A reportagem é de Vera Schiavazzi, publicada no caderno Il Venerdì, do jornal La Repubblica, 14-09-2012. A tradução é de Moisés Sbardelotto.
"Sobre os católicos", confidencia, sorrindo, "eu sabia pouco ou nada: eu havia nascido em Torre Pellice, sempre havia estudado em um ambiente protestante. E talvez eu também tivesse alguns preconceitos demais, considerando-os como um corpo monolítico e sempre igual a si mesmo". Ao anúncio do Concílio, a Aliança Reformada Mundial (uma das maiores associações em que se subdividiu o protestantismo) chamou, alarmada, os seus afiliados: "É preciso que algum de nós esteja lá, que nos atualize pontualmente sobre o que será discutido". Dito e feito.
Giorgio Peyrot, jurista valdense que morreu em 2006, arrolou o jovem pastor que, embora sem experiência, lhe parecia promissor.
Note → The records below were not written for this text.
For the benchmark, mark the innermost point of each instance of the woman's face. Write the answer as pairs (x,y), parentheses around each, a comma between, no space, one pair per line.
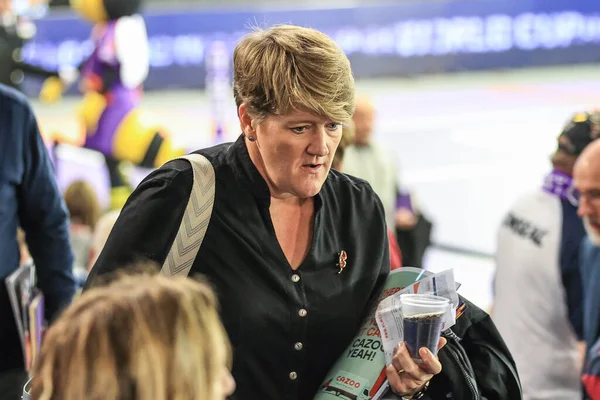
(292,152)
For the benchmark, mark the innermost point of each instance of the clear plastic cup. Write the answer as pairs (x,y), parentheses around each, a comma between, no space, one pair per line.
(422,320)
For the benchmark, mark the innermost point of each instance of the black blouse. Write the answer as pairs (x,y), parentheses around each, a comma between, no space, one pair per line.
(287,327)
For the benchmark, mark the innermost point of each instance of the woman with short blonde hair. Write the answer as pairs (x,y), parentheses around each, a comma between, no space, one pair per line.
(139,338)
(297,252)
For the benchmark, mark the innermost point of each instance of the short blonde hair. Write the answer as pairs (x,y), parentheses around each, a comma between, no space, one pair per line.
(82,203)
(290,67)
(139,337)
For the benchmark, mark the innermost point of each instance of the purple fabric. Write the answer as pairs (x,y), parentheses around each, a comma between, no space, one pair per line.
(121,100)
(560,184)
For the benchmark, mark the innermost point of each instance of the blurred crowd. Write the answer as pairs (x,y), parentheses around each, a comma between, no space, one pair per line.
(288,236)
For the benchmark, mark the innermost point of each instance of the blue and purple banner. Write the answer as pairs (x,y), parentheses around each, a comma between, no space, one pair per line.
(387,40)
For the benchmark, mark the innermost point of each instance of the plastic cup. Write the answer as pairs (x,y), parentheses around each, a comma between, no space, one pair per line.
(422,321)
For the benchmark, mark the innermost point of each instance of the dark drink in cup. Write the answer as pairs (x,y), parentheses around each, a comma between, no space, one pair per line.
(422,320)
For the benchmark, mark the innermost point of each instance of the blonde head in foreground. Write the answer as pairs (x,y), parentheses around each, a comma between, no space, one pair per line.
(141,337)
(294,89)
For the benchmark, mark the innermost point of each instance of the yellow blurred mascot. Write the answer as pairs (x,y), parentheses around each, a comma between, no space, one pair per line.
(111,80)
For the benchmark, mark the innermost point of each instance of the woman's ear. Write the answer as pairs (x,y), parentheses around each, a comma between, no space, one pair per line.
(245,120)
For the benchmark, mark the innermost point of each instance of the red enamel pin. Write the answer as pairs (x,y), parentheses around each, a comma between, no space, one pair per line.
(342,257)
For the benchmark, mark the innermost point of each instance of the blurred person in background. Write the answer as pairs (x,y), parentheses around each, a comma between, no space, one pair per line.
(111,80)
(16,28)
(23,250)
(538,291)
(348,135)
(103,229)
(29,198)
(587,182)
(370,161)
(84,211)
(138,338)
(281,222)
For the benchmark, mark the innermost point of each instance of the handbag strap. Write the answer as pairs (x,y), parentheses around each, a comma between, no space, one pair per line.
(196,218)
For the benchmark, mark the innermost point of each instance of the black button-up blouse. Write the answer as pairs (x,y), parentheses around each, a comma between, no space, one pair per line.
(287,327)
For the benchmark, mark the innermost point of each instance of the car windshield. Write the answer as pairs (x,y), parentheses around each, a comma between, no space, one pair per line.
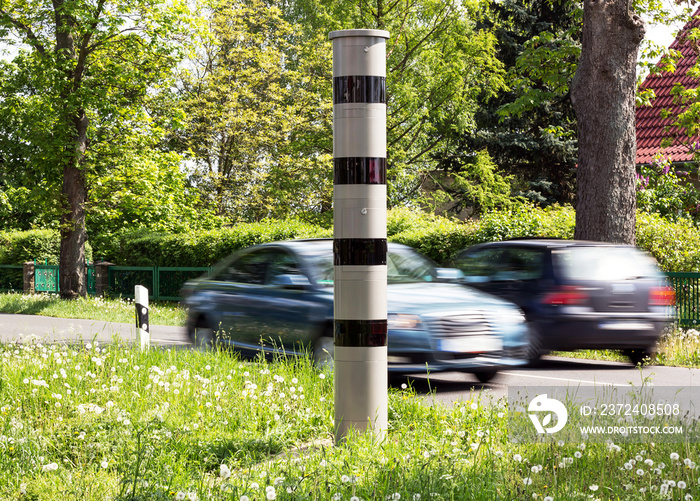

Credenciado como jornalista, Ricca começou a passar os seus dias no Vaticano: "No início, a sala de imprensa era blindada, não era divulgada nenhum notícia. Aparentemente, era como se não acontecesse nada no Concílio, enquanto nós sabíamos muito bem que estava em ação um choque muito duro entre progressistas e conservadores. A minha tarefa previa que eu escrevesse um boletim que era enviado a milhares de Igrejas reformadas no mundo: a Aliança reúne 80 milhões de fiéis. Eu tinha que produzir ao menos um a 15 dias. Além disso, eu não era o único a estar em dificuldades: clamoroso foi o caso do bispo de Chicago que, depois de poucos dias do início dos trabalhos, voltou para a sua cidade argumentando que não era capaz de acompanhar uma discussão inteiramente em latim. Eu, vivendo à margem do Concílio, aprendi que existia um catolicismo vivido, real, muito mais complexo do que o que eu havia estudado nos livros", diz Ricca.
"Além disso, eu não tinha que dar notícias no sentido estrito, porque o que eu vazava já era publicado nos outros meios de comunicação. Ao contrário, eu devia comentar os fatos de um ponto de vista teológico protestante". Pouco a pouco, das paredes de São Pedro, começou a vazar o perfil dos dois exércitos que se enfrentavam.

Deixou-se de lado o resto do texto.